Step 205, generating an arithmetic instruction of the MIPS platform by using the operand and the target opcode.

In an embodiment of the present invention, the operands of the ADDC add instruction and the subs subtract instruction comprise: a first operand and a second operand;

the first operand is in particular the Left operand LHS (Left-handle Side) and the second operand is in particular the right operand RHS (right-handle Side).

The step 205 may comprise the following sub-steps:

substep S21, generating an add instruction corresponding to the ADDC add instruction on the 64-bit target platform using the first operand, the second operand, and the add opcode DADDu; or the like, or, alternatively,

if the system bit number of the MIPS platform is 64 bits and the operand of the ADDC addition instruction does not contain an immediate number, the first operand, the second operand and an addition operation code DADDu are adopted to generate the addition instruction corresponding to the ADDC addition instruction on the 64-bit MIPS platform.

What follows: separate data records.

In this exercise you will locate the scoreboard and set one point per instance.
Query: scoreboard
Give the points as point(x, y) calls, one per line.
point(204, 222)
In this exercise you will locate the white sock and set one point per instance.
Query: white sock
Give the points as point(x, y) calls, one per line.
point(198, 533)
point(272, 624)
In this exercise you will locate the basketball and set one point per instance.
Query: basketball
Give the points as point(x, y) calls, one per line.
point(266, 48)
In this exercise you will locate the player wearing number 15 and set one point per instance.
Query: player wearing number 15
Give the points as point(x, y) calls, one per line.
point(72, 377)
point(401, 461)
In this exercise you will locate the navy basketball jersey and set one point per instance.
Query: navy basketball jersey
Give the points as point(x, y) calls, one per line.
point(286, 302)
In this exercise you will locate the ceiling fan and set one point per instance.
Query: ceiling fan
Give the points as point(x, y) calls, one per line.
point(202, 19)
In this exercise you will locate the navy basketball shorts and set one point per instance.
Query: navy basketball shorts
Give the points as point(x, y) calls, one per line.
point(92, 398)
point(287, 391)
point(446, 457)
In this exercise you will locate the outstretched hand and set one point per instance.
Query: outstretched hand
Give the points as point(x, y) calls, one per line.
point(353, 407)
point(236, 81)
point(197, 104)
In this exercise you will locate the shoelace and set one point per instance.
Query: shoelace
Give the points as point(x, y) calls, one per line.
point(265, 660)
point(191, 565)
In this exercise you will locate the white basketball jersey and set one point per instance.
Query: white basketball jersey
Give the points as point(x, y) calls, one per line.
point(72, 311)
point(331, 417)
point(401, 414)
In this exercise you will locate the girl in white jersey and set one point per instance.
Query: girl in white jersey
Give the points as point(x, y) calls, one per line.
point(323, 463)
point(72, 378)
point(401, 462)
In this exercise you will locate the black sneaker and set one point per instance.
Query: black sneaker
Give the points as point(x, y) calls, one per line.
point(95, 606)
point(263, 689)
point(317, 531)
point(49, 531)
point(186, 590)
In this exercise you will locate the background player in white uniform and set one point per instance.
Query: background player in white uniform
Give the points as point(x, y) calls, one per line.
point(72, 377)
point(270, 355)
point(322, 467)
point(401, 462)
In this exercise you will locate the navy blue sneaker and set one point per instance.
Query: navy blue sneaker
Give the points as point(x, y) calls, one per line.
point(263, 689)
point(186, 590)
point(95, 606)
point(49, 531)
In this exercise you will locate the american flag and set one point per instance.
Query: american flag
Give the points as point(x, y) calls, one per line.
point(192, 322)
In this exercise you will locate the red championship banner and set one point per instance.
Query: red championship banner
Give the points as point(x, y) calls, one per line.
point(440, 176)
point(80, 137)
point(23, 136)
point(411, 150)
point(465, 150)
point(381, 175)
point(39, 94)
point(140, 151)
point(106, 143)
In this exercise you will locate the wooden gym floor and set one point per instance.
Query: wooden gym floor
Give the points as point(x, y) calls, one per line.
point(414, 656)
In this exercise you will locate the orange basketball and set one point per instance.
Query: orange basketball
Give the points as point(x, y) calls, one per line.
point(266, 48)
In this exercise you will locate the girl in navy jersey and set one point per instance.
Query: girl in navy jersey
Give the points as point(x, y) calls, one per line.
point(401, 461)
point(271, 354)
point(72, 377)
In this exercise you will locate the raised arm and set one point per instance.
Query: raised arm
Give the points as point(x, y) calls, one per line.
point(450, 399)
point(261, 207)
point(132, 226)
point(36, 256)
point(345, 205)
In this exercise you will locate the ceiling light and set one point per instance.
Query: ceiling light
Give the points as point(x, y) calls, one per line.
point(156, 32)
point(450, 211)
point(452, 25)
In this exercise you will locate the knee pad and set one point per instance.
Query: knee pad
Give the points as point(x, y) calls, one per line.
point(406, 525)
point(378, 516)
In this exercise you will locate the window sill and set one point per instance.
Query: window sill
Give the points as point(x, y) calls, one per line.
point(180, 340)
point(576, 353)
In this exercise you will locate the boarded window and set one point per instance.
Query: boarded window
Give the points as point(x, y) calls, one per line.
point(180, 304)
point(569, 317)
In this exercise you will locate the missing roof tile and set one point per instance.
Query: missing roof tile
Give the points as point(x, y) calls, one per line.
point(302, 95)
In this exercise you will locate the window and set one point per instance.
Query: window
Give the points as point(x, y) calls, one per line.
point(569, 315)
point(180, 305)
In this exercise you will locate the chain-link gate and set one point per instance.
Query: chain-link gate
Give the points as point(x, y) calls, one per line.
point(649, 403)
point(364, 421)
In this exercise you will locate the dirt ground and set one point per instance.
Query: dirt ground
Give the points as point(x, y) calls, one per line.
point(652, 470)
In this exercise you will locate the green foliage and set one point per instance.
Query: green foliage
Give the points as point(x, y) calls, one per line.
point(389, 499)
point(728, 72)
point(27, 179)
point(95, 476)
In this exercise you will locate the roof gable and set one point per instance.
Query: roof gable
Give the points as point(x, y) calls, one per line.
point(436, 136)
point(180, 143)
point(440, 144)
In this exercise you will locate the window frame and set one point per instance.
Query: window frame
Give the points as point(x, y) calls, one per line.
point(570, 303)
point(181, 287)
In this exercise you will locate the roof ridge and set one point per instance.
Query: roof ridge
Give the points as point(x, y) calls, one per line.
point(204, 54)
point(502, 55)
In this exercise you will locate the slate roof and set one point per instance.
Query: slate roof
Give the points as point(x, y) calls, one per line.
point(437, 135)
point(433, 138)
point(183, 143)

Sub-step S22, generating a subtraction instruction corresponding to the SUBC subtraction instruction on a 64-bit target platform by using the first operand, the second operand, and the subtraction opcode DSUBu; or the like, or a combination thereof,

if the system bit number of the MIPS platform is 64 bits and the operand of the SUBC subtraction instruction does not contain an immediate number, the first operand, the second operand and a subtraction operation code DSUBu are adopted to generate the subtraction instruction corresponding to the SUBC subtraction instruction on the 64-bit MIPS platform.

Substep S23, generating an add instruction corresponding to the ADDC add instruction on the 64-bit target platform by using the first operand, the second operand, and the add opcode DADDiu; or the like, or, alternatively,

if the system bits of the MIPS platform are 64 bits and the operand of the ADDC addition instruction includes an immediate, an addition instruction corresponding to the ADDC addition instruction on the 64-bit MIPS platform is generated by using the first operand, the second operand, and the addition opcode DADDiu.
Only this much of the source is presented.